Grossi believes that what makes the food scene so vibrant is the mix. Referring to himself as "a Melburnian chef with an Italian heritage," he adds, "I don't turn my back on ingredients just because they are not traditional. We don't have to be shackled to old rules. We've got these beautiful ducks livers on the bench today and we're going to sauté them up and do a chestnut flavored pappardelle, which is not strictly Tuscan. People here are brave. You put tripe on the menu, they'll try it and while it may not be as popular as some other dishes, it's a little bit different for your loyal regulars. This restaurant has been here nearly 100 years. With Melbourne people, if you do the right thing, the clientele keeps coming. This isn't a city where the latest kid on the block gets all the attention."
Joseph Licciardi, who was born in Sicily and who runs Kin, muses that Melburnians "treasured the food traditions they arrived with and became adventurous - you had to be, years ago, to come all the way here." His own restaurant, in the Carlton neighborhood, is its own multi-cultural microcosm: his wife, Rosa, who was born in Puglia in the south of Italy, cooks alongside their Australian-born son, Enrico, while their daughter, Agatha, waits tables. "When our kids were growing up here, they would go for yum cha (Chinese dim sum) and try the duck feet," he explains. "And today Rosa cooks unagi eel from Japan, but we offer it in an Italian way." Thus, while a tagliatelle with sweet pumpkin glaze, balanced with aged balsamic vinegar, tastes exactly as it would in Modena, the flavors of the freshest fish, caught nearby, are brought out by serving them raw, in an Asian marinade. "It isn't about "fusion," it's about not limiting yourself to the old ways," says Licciardi.

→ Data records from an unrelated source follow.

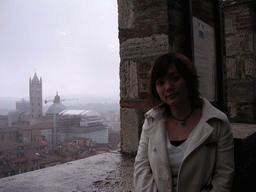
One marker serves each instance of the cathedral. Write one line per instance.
(35, 100)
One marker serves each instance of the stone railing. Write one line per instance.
(114, 171)
(105, 172)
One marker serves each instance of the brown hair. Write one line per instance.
(184, 67)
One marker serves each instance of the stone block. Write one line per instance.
(125, 14)
(143, 47)
(249, 67)
(231, 68)
(128, 80)
(239, 44)
(229, 25)
(129, 130)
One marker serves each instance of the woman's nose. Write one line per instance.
(169, 86)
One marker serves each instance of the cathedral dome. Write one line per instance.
(56, 107)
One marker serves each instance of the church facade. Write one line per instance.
(35, 100)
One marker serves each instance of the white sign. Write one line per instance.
(205, 58)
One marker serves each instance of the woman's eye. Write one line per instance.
(160, 83)
(176, 78)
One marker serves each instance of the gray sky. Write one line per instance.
(72, 44)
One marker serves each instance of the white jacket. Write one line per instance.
(208, 163)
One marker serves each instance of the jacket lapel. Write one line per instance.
(202, 131)
(157, 137)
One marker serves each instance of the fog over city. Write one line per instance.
(72, 45)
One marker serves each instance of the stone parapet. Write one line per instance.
(105, 172)
(114, 171)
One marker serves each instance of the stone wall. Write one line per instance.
(143, 36)
(148, 29)
(240, 61)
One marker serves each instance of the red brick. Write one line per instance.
(133, 104)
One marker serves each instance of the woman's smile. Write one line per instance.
(172, 88)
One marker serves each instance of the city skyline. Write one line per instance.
(73, 46)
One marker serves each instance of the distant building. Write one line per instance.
(35, 100)
(55, 108)
(22, 106)
(3, 121)
(81, 123)
(13, 117)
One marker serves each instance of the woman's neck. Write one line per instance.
(181, 111)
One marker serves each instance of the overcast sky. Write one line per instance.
(72, 44)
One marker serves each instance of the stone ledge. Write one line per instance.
(241, 130)
(105, 172)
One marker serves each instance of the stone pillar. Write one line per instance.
(148, 29)
(143, 36)
(240, 61)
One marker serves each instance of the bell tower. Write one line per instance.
(35, 100)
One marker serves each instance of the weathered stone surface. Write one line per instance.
(125, 14)
(129, 130)
(143, 47)
(105, 172)
(231, 68)
(128, 80)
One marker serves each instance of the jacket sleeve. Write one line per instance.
(224, 169)
(143, 177)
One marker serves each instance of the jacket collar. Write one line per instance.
(155, 128)
(209, 112)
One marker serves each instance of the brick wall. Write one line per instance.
(240, 61)
(148, 29)
(143, 36)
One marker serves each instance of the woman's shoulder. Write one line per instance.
(210, 112)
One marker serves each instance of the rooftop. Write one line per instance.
(105, 172)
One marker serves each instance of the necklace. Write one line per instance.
(183, 121)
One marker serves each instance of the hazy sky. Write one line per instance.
(72, 44)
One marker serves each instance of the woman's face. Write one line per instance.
(172, 89)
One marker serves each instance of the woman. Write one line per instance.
(186, 144)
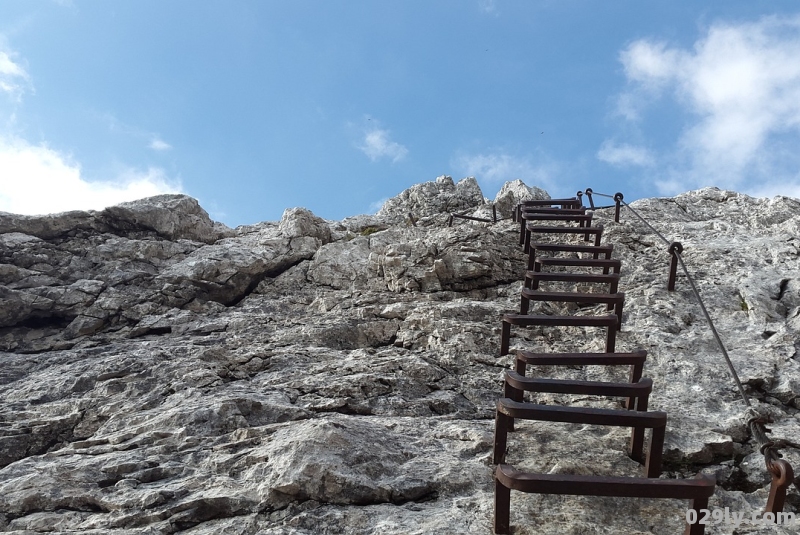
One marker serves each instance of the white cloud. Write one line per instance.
(377, 144)
(740, 86)
(13, 78)
(498, 167)
(624, 154)
(39, 180)
(160, 145)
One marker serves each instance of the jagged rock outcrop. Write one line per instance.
(161, 373)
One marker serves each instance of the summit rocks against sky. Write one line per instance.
(160, 372)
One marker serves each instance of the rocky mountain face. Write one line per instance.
(160, 372)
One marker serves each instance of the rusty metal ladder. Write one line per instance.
(636, 391)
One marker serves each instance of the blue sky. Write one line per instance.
(256, 106)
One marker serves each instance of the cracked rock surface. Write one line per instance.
(161, 373)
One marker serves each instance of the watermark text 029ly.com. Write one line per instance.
(737, 518)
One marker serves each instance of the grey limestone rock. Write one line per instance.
(433, 198)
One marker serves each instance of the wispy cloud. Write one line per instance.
(624, 154)
(378, 144)
(14, 80)
(159, 145)
(740, 88)
(40, 180)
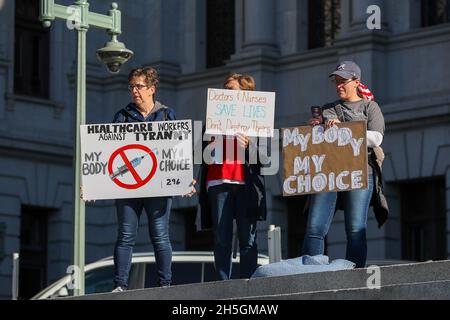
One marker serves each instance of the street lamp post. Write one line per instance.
(113, 55)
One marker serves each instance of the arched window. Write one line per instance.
(220, 40)
(31, 51)
(324, 20)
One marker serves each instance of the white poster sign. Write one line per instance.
(136, 160)
(248, 112)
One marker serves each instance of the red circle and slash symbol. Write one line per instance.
(139, 181)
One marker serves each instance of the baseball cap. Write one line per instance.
(347, 70)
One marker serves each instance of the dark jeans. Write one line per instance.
(321, 212)
(228, 201)
(128, 214)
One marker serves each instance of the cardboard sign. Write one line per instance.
(323, 160)
(232, 111)
(136, 160)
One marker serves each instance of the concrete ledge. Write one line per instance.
(428, 280)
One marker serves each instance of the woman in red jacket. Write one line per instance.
(231, 188)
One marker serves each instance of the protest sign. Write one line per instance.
(136, 160)
(323, 160)
(232, 111)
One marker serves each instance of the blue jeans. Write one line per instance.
(128, 214)
(228, 201)
(321, 212)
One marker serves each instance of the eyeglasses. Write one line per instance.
(137, 86)
(341, 81)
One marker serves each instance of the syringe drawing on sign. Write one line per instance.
(124, 168)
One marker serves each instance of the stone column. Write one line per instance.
(258, 33)
(447, 195)
(160, 35)
(194, 39)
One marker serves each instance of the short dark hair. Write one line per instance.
(150, 74)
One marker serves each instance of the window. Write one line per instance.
(435, 12)
(33, 251)
(423, 220)
(31, 51)
(220, 32)
(324, 19)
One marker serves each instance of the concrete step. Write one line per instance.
(432, 290)
(413, 281)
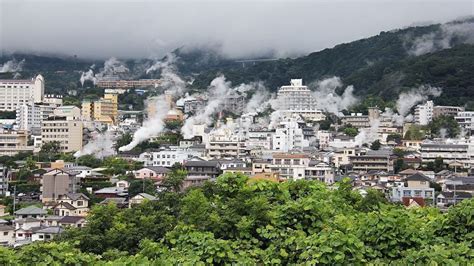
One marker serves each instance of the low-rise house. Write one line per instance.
(319, 171)
(7, 235)
(413, 202)
(73, 221)
(46, 233)
(119, 202)
(141, 197)
(417, 186)
(372, 160)
(447, 198)
(152, 172)
(51, 220)
(201, 171)
(58, 182)
(74, 204)
(111, 192)
(242, 170)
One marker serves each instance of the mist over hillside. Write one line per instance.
(381, 66)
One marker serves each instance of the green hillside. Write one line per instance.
(380, 67)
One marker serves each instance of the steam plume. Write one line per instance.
(328, 100)
(101, 146)
(155, 124)
(444, 38)
(407, 100)
(151, 127)
(218, 90)
(12, 66)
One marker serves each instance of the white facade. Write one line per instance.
(466, 120)
(424, 113)
(288, 136)
(29, 117)
(169, 157)
(14, 93)
(298, 99)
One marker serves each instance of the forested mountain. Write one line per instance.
(380, 66)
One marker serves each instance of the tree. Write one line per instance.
(375, 145)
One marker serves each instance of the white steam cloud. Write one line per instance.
(152, 126)
(461, 32)
(155, 124)
(328, 100)
(112, 67)
(12, 66)
(101, 146)
(218, 91)
(407, 100)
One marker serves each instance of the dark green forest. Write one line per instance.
(244, 221)
(379, 67)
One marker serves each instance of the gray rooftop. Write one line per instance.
(31, 210)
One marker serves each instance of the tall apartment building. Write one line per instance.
(57, 182)
(298, 99)
(372, 160)
(65, 127)
(289, 137)
(103, 110)
(424, 113)
(446, 110)
(29, 117)
(466, 121)
(3, 180)
(460, 153)
(13, 142)
(289, 165)
(15, 92)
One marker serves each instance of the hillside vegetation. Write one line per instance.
(237, 220)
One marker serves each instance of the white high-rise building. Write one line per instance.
(289, 137)
(29, 117)
(424, 113)
(298, 99)
(16, 92)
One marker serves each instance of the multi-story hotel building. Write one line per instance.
(15, 92)
(103, 110)
(13, 142)
(65, 127)
(298, 99)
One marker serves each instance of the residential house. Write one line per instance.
(417, 185)
(72, 204)
(201, 171)
(7, 235)
(58, 182)
(46, 233)
(73, 221)
(152, 172)
(447, 198)
(141, 197)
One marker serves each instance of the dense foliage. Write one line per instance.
(237, 220)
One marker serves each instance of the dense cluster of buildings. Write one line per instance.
(292, 147)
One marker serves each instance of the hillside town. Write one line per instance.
(60, 160)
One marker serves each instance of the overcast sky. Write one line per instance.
(105, 28)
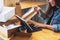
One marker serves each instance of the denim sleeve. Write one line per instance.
(56, 27)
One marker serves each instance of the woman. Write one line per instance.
(53, 14)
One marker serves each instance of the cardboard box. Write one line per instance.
(8, 31)
(7, 13)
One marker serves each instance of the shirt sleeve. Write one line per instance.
(56, 27)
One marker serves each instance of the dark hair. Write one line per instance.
(57, 2)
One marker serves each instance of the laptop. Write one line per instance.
(25, 26)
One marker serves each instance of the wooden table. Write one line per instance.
(27, 4)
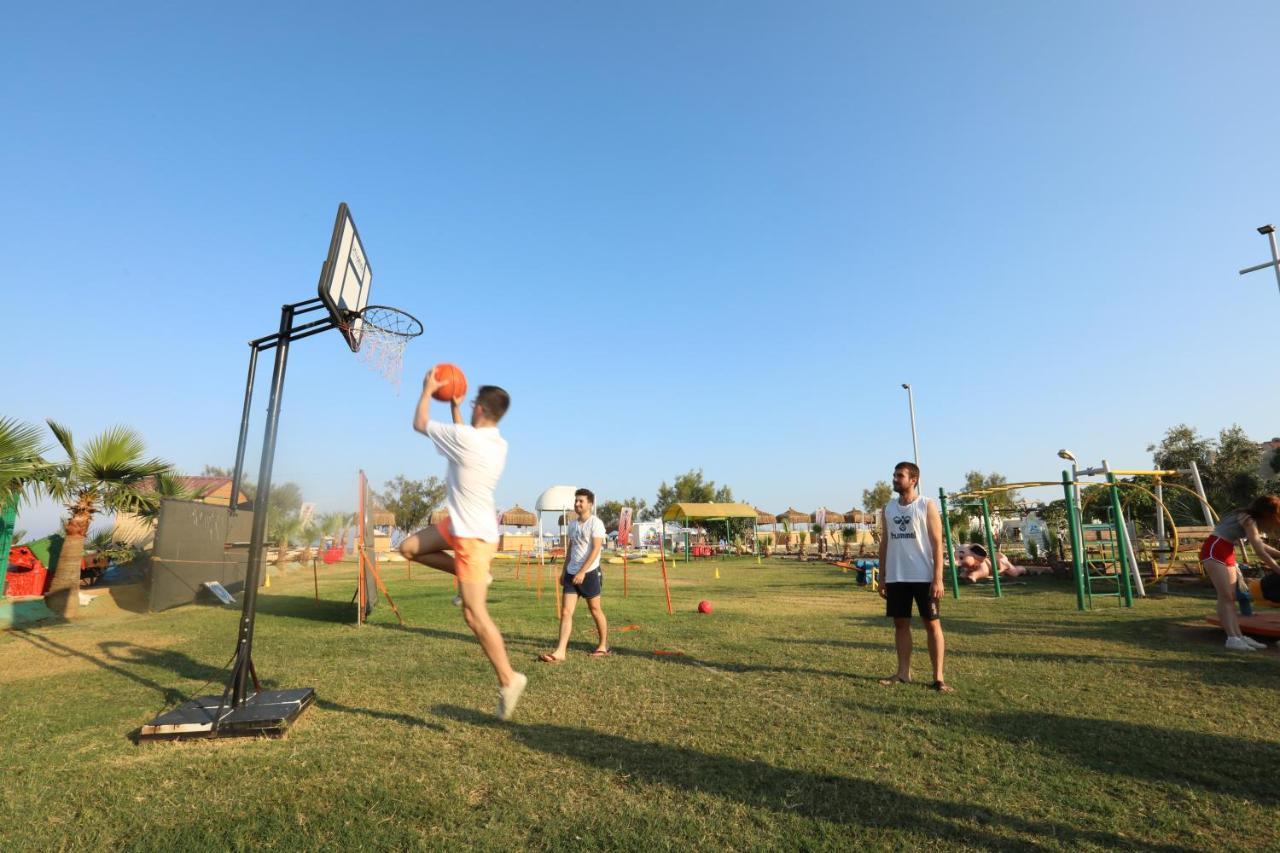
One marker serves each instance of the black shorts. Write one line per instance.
(899, 597)
(590, 587)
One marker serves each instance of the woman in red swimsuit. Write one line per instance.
(1217, 557)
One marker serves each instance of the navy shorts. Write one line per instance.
(899, 597)
(590, 588)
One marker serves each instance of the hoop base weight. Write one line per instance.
(269, 712)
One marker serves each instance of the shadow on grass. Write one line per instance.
(1176, 757)
(826, 797)
(1202, 669)
(405, 719)
(123, 658)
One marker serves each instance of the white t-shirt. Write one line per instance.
(476, 459)
(580, 536)
(909, 552)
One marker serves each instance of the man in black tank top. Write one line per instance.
(910, 559)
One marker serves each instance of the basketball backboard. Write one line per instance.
(346, 278)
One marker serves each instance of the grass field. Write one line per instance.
(1068, 730)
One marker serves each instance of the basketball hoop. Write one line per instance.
(383, 333)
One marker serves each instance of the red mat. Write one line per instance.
(1258, 624)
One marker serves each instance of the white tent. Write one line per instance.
(557, 498)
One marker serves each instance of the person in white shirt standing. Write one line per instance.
(583, 576)
(910, 557)
(476, 455)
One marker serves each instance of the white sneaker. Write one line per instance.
(510, 696)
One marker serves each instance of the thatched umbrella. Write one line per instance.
(792, 516)
(827, 516)
(764, 518)
(519, 518)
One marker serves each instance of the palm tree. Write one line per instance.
(282, 530)
(21, 466)
(21, 460)
(109, 474)
(850, 537)
(309, 533)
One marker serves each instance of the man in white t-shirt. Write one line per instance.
(476, 455)
(910, 557)
(583, 576)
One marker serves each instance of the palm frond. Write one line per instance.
(114, 448)
(64, 437)
(21, 460)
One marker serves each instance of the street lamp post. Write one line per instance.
(1270, 231)
(910, 405)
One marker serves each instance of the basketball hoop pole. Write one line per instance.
(243, 669)
(287, 334)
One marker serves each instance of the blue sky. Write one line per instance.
(711, 235)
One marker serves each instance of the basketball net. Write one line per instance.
(383, 334)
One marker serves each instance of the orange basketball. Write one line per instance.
(453, 383)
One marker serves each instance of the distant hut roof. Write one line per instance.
(792, 516)
(519, 518)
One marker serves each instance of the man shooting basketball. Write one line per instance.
(476, 455)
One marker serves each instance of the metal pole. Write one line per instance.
(946, 539)
(1200, 489)
(1275, 255)
(1270, 231)
(245, 643)
(1124, 541)
(910, 405)
(1073, 525)
(992, 557)
(240, 447)
(1127, 568)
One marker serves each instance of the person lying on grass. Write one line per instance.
(974, 565)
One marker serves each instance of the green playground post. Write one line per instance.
(991, 548)
(1118, 523)
(946, 539)
(8, 518)
(1077, 538)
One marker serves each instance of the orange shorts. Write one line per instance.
(471, 557)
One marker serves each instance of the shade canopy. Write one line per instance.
(519, 518)
(709, 511)
(556, 498)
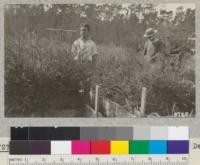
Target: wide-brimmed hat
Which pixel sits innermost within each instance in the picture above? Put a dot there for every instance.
(150, 32)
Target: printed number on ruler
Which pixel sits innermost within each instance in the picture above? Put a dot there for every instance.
(99, 160)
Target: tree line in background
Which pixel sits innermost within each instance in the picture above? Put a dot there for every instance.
(116, 24)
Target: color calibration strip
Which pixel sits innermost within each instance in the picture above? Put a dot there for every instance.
(99, 140)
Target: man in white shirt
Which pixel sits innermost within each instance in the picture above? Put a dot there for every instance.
(85, 53)
(84, 49)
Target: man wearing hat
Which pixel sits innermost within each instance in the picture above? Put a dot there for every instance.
(85, 54)
(152, 48)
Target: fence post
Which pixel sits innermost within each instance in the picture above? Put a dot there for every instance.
(143, 100)
(96, 99)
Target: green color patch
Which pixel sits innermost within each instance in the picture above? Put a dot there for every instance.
(139, 147)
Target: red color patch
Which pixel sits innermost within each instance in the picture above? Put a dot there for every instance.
(100, 147)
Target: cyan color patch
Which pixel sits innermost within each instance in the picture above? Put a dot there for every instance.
(157, 147)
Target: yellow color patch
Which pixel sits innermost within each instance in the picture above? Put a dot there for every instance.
(119, 147)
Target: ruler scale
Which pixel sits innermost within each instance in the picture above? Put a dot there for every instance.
(99, 160)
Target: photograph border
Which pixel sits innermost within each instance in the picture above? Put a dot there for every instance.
(5, 123)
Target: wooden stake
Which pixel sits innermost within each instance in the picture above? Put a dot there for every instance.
(143, 101)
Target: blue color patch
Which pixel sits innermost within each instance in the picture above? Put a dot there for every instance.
(157, 147)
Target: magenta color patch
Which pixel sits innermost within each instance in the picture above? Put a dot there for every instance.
(80, 147)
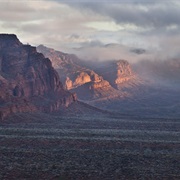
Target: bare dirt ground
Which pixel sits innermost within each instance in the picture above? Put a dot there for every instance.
(88, 146)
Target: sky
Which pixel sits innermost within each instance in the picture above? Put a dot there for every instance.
(98, 29)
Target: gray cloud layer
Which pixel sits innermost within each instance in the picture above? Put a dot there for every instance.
(150, 24)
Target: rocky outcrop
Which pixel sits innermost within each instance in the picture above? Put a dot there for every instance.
(116, 72)
(28, 82)
(76, 77)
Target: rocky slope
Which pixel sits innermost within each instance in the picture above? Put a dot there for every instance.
(28, 82)
(76, 77)
(116, 72)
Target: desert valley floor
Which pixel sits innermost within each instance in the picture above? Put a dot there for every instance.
(91, 145)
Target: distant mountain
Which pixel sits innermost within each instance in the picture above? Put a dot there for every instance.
(79, 78)
(28, 82)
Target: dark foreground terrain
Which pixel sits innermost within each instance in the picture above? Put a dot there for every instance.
(88, 146)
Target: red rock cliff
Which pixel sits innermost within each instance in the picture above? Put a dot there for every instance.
(28, 82)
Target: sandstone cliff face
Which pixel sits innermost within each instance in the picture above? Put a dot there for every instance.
(116, 72)
(27, 77)
(77, 78)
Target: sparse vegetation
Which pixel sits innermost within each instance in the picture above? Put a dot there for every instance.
(84, 147)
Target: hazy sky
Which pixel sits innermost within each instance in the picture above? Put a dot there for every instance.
(63, 25)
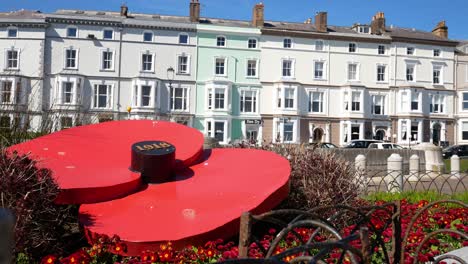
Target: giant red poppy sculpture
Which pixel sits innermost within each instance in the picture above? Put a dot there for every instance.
(150, 181)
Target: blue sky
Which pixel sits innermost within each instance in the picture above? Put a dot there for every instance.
(419, 14)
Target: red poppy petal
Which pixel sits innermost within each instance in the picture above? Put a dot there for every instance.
(204, 203)
(91, 163)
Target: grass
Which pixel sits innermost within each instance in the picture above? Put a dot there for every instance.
(463, 165)
(415, 197)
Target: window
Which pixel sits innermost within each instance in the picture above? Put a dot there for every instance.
(12, 32)
(289, 94)
(436, 103)
(221, 41)
(409, 51)
(381, 73)
(436, 74)
(316, 102)
(147, 62)
(356, 101)
(70, 58)
(7, 92)
(67, 90)
(12, 59)
(287, 68)
(147, 36)
(404, 101)
(179, 99)
(108, 34)
(217, 99)
(318, 45)
(465, 130)
(183, 38)
(252, 44)
(318, 70)
(72, 32)
(220, 66)
(352, 72)
(102, 95)
(410, 72)
(182, 64)
(465, 101)
(378, 104)
(66, 122)
(415, 101)
(248, 101)
(252, 68)
(107, 60)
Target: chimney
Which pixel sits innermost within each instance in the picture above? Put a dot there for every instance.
(321, 21)
(258, 17)
(124, 10)
(194, 11)
(441, 30)
(378, 23)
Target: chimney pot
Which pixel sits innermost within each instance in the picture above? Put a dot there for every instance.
(258, 17)
(194, 11)
(321, 21)
(124, 10)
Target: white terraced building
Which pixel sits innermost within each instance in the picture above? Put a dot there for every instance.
(318, 82)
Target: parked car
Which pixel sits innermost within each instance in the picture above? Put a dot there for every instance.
(385, 146)
(460, 150)
(322, 145)
(361, 143)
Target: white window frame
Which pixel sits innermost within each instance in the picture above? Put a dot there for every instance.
(322, 45)
(217, 41)
(290, 43)
(110, 95)
(441, 73)
(210, 98)
(77, 55)
(183, 34)
(292, 70)
(438, 99)
(257, 64)
(148, 32)
(226, 60)
(256, 94)
(357, 72)
(153, 61)
(278, 130)
(185, 97)
(324, 69)
(385, 79)
(104, 33)
(256, 43)
(67, 33)
(112, 63)
(212, 133)
(179, 72)
(8, 32)
(17, 58)
(137, 95)
(410, 65)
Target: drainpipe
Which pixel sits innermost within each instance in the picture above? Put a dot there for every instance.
(119, 72)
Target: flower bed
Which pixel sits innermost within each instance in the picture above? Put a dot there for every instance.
(108, 250)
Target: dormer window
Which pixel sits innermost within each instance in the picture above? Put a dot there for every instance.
(221, 41)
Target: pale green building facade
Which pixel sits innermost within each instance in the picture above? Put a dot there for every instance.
(228, 86)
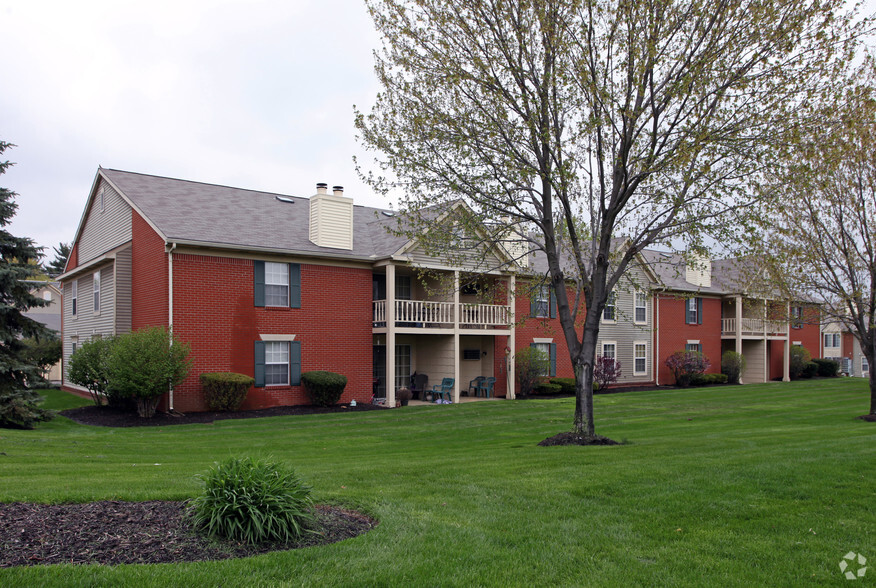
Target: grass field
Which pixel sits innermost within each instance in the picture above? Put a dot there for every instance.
(731, 486)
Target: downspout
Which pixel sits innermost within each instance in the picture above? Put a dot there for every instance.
(170, 312)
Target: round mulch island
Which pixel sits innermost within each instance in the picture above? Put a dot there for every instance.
(571, 438)
(114, 532)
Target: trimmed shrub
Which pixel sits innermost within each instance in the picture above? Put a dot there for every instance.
(800, 356)
(88, 367)
(530, 366)
(142, 365)
(708, 379)
(732, 365)
(684, 364)
(547, 389)
(225, 390)
(253, 501)
(323, 388)
(827, 368)
(567, 385)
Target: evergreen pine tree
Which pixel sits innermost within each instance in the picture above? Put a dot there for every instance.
(18, 405)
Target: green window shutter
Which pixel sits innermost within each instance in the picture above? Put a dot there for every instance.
(259, 286)
(294, 285)
(295, 363)
(259, 364)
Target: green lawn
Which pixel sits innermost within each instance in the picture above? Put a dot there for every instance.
(730, 486)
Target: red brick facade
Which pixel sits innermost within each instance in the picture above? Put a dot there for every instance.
(673, 333)
(214, 312)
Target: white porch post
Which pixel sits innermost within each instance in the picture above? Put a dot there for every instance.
(390, 336)
(739, 330)
(786, 361)
(512, 339)
(456, 313)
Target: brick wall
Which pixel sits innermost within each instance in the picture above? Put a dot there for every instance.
(673, 333)
(149, 299)
(215, 314)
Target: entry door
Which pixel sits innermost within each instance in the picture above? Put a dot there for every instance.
(379, 371)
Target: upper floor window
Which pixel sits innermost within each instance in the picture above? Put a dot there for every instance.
(276, 284)
(641, 308)
(694, 311)
(609, 313)
(96, 288)
(796, 317)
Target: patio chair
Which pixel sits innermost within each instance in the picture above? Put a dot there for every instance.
(419, 385)
(445, 389)
(486, 387)
(474, 385)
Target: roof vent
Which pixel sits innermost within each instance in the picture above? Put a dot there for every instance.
(331, 218)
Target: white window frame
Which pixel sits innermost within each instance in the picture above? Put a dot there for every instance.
(610, 303)
(95, 289)
(542, 301)
(636, 358)
(643, 306)
(544, 347)
(613, 345)
(691, 311)
(272, 348)
(273, 283)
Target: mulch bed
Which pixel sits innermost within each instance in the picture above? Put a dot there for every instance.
(114, 532)
(576, 439)
(106, 416)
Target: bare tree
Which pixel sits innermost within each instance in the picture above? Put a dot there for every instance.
(822, 217)
(594, 128)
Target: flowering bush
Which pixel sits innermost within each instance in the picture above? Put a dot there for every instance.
(605, 373)
(684, 364)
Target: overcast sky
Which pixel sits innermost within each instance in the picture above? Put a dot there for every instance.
(254, 94)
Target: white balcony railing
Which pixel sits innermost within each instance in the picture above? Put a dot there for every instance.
(753, 327)
(427, 313)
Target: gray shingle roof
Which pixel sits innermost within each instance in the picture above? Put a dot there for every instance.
(221, 215)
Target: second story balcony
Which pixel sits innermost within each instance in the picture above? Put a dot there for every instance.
(428, 314)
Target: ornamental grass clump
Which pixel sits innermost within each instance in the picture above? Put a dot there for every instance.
(253, 501)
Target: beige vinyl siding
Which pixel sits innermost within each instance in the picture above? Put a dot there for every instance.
(105, 230)
(477, 260)
(331, 221)
(123, 291)
(87, 324)
(625, 332)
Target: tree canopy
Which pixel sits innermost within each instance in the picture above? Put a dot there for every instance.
(592, 129)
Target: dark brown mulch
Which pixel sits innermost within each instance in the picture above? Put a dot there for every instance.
(106, 416)
(576, 439)
(113, 532)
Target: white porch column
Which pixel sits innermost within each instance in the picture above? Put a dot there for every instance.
(456, 313)
(739, 330)
(390, 336)
(512, 339)
(786, 360)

Making the traditional fresh again has made a star of George Calombaris, 29, something of an Australian Gordon Ramsay. It has also inspired the Melbourne-born chef of Greek origins to open restaurants in his ancestral homeland, where, he says, "they have been serving fried stuff and dips and cheese to tourists on the islands although that's not what we eat at home." Calombaris helms The Press Club, the Maha Bar and Grill, and Hellenic Republic in Melbourne as well as The Belvedere Club on Mykonos. Describing himself as a pioneer who has "taken a classical training and applied it to Greek food," one of his signature dishes is a delicate char-grilled octopus served with smoked butter kozani saffron makaronada (pasta) and edible amaranth blooms.
Although in Melbourne you might need to hop on a city tram to get to your favorite Chinese or Thai place, undiscovered culinary gems lurk on almost every humble street throughout its sizeable suburban spread. Some might argue that the word-of-mouth on a joint called Cicciolina, in the once-rough St. Kilda beach area, has spread too far, given its No Reservation policy can mean long waits in the bar. The secret? "Me sticking to the stove," laughs head chef and co-owner Virginia Redmond, who has turned down offers to write cookbooks or open a second restaurant because she is content doing this one. Try the lightly battered brains with fried chives and aoli. "This is literally the only place in the world I would eat brains!" says Jacquie Byron, a Melbourne writer who says she has been "well-fed and watered here ever since I was a babe."
Even children are welcome at most Melbourne restaurants. Formal places like the Press Club go to pains to point out that they will create child-sized portions of any dish. One Melbourne mother recalls the time she asked her twins as they were playing in the sandpit if they were making mud pies. "It's stuffed zucchini flowers," they replied. An answer worthy of a city that lives to eat.